Bisnis.com, JAKARTA—Kementerian Perindustrian (Kemenperin) menargetkan studi kelayakan pabrik bahan baku obat berbasis minyak dan gas bumi selesai pada tahun ini.
Dirjen Basis Industri Manufaktur Kemenperin Harjanto mengatakan proyek tersebut diperkirakan menghabiskan Rp304,25 miliar selama lima tahun. Lokasi yang dibidik untuk mendirikan fasilitas produksi ini adalah Jawa Barat.
“Pabrik berbasis migas untuk parasetamol itu untuk farmasi sintesis, sementara ini kita mengimpor sehingga dampaknya cukup besar,” tuturnya kepada Bisnis, di Jakarta, Senin (23/2/2015).
Khusus untuk fase studi kelayakan, Kemenperin mengalokasikan Rp1,25 miliar. Kementerian memproyeksikan tahapan ini bisa diselesaikan dalam setahun. Jika berdasarkan FS diyakini proyek ini potensial barulah ditawarkan kepada pihak swasta.
Parasetamol termasuk dalam bidang yang menjadi prioritas pembangunan Kemenperin untuk industri farmasi, kosmetik, dan alat kesehatan.
Sektor lain adalah sediaan herbal, garam farmasi, golongan cefalosporin, amlodipine, glucose parmaceutical grade, amoxicillin, glimepiride, parasetamol, produk herbal/natural, dan produk kosmetik.

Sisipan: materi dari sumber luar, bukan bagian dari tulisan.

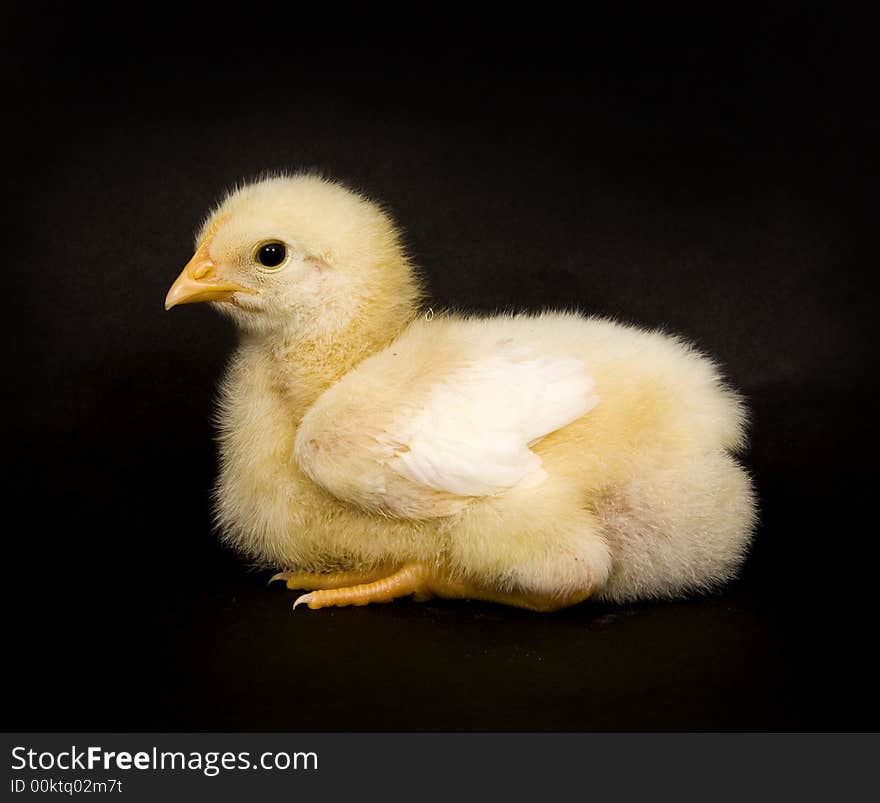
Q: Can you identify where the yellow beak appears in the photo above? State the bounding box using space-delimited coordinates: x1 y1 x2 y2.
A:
165 246 257 310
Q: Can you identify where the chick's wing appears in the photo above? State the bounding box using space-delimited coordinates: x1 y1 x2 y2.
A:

Ketergantungan impor bahan baku obat disebabkan industri farmasi nasional bersifat formulasi. Selain itu bisnis obat-obatan di dalam negeri pada umumnya belum terintegrasi dengan industri bahan bakunya.
“Untuk membangun industri bahan baku farmasi sintetis ini harus lihat skala keekonomian. Tapi pemerintah bertanggung jawab hasilkan obat yang terjangkau harganya, maka kami coba lakukan FS,” ucap Harjanto.